Will Muschamp, South Carolina
Muschamp has a history of good recruiting. As head coach at Florida from 2011-14 his classes never finished lower than No. 11 in the 247 Sports rankings. However, Muschamp has never had a task as difficult as the one he’s facing at South Carolina — especially when it comes to offensive recruits who are no doubt aware that Muschamp’s great failing as the Gators head coach was on that side of the ball. Muschamp’s last team at Florida ranked 98th out of 128 teams in Football Outsiders offensive efficiency metric.

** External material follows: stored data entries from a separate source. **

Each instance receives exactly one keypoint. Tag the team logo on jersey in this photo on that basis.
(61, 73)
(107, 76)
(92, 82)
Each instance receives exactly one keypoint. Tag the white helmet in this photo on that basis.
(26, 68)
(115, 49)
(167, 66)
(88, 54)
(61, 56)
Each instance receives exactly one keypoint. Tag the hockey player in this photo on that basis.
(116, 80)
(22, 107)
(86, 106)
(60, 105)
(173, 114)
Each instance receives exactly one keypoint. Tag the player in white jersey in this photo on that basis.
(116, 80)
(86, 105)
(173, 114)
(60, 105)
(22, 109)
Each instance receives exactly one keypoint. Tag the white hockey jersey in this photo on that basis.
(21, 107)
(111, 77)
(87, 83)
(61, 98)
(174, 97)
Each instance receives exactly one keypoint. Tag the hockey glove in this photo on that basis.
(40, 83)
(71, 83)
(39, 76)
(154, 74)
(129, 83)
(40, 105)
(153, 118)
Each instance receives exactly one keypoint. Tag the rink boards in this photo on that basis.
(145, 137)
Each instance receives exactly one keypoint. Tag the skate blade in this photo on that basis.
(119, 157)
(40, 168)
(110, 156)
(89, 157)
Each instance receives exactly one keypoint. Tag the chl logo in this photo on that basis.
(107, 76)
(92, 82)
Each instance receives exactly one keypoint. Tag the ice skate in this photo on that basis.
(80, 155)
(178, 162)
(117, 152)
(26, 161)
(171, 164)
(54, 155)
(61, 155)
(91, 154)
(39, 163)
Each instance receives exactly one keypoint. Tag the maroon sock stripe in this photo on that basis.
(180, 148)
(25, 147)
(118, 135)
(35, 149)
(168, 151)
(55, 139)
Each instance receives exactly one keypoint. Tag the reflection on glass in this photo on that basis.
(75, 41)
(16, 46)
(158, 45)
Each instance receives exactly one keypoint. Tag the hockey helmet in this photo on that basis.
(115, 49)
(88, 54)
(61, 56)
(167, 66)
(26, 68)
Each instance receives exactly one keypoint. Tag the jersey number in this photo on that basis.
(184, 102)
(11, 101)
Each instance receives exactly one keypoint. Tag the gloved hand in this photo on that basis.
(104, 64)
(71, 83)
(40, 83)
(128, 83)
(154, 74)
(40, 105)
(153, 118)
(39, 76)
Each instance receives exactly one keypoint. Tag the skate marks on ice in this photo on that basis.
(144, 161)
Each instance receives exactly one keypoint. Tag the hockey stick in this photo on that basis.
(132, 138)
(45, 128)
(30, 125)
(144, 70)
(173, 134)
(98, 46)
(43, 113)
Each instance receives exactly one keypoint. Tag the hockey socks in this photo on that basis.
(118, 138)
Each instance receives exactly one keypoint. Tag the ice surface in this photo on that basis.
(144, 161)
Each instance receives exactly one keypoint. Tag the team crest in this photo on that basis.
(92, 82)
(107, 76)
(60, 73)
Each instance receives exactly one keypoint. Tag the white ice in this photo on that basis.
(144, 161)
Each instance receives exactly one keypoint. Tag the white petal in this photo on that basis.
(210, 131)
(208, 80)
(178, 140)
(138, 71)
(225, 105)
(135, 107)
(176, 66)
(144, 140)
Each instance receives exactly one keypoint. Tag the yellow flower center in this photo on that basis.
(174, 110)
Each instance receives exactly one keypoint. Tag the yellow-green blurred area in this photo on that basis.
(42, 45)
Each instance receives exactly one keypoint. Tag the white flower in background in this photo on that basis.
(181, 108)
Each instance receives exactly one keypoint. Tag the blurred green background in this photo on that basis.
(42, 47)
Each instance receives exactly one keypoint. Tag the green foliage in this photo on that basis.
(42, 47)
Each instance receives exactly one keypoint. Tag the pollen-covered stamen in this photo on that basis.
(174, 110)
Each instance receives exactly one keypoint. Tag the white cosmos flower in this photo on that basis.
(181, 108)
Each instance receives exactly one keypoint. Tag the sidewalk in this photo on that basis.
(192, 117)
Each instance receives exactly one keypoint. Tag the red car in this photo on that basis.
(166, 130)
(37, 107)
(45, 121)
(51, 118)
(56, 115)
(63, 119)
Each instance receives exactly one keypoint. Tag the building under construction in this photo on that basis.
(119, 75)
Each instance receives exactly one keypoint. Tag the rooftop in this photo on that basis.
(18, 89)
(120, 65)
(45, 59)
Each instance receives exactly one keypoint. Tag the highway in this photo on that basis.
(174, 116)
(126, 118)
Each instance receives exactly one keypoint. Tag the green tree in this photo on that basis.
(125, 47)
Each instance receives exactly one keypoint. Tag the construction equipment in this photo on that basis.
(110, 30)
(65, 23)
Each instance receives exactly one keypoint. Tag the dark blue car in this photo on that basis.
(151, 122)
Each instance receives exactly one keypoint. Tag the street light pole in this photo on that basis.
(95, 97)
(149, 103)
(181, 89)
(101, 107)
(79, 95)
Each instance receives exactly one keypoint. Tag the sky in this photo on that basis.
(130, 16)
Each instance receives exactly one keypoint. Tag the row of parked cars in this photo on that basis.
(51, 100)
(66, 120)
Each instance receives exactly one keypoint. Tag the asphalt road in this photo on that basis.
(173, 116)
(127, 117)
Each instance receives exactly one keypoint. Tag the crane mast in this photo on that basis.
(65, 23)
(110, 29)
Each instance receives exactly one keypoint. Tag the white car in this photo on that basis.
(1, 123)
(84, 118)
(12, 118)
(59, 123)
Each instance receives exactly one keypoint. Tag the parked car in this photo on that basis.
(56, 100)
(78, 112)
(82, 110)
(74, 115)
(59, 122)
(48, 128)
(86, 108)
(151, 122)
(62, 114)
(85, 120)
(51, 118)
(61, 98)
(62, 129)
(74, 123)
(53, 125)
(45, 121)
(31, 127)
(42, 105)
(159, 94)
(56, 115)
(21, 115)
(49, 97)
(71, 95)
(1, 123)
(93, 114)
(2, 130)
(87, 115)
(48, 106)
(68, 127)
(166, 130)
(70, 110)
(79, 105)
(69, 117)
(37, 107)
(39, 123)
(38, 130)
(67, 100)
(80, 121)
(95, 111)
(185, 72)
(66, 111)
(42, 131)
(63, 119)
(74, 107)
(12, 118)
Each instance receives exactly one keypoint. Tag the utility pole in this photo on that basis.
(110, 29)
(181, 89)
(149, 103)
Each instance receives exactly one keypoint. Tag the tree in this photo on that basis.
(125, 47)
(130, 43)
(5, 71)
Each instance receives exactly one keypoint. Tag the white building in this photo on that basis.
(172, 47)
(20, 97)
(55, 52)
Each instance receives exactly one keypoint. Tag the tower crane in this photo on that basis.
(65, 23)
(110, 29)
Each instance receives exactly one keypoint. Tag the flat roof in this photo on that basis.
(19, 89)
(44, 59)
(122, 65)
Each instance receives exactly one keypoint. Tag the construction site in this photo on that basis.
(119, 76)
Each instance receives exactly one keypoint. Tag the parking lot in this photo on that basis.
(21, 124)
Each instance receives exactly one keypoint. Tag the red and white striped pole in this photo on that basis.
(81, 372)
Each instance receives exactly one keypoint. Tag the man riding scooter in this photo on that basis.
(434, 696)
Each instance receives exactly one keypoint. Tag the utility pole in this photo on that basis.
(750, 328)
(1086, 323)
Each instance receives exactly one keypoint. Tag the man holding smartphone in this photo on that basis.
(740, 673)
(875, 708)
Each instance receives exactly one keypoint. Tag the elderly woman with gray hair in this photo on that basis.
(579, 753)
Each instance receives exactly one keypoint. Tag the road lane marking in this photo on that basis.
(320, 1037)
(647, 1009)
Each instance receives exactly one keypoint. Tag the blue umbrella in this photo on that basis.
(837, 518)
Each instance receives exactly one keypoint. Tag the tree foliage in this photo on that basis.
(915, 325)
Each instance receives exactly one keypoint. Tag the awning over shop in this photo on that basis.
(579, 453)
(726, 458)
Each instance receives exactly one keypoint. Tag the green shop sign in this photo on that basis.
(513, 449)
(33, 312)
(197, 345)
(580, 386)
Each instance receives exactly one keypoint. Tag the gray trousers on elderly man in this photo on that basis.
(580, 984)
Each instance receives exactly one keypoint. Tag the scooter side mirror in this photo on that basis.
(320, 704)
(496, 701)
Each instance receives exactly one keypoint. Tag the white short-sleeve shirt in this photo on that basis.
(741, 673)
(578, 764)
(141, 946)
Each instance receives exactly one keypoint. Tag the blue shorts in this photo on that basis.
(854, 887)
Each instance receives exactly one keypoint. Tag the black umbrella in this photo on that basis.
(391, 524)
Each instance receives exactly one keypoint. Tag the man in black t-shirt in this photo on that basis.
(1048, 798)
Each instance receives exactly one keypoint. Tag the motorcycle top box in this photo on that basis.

More than a few prospects will likely be skeptical that a number like that will improve at South Carolina knowing that the offensive coordinator responsible for that performance with the Gators — Kurt Roper — has followed Muschamp to the Gamecocks. To make matters worse, Muschamp now works in a state that has talented high school players, but — because of South Carolina’s small size — fewer prospects than other Southern states, and South Carolina’s in-state rival Clemson just played for the national title, employs an exciting up-tempo offense, and may be even better in 2016 than it was this past season. That means Muschamp not only has to sell recruits on South Carolina, but also has to make the case why those players shouldn’t go to Clemson. That won’t be easy.
Kevin Sumlin, Texas A&M
Back during the 80s there was a popular soap opera that aired on CBS in prime time known as “Dallas.” In 2016 the soap opera in the Lone Star State has apparently shifted to College Station, Texas, and Aggies fans are most assuredly tired of the drama. Two former five-star prospects at quarterback, Kyler Murray and Kyle Allen, recently transferred out of the program, and another highly rated quarterback, Kenny Hill, bolted the year before that. Imagine being a recruit at that position who’s being pursued by Kevin Sumlin right now. It would be like going on a first date and finding out the person you’re with has recently been divorced three times. Check please!
Make no mistake, a scholarship offer from Auburn, South Carolina, and Texas A&M typically represents a premium opportunity for the players that receive them, but this season for varying reasons the coaches that lead those programs better be prepared to pull out all the stops for a more effective sales pitch.
Maybe they should call Jim Harbaugh for advice.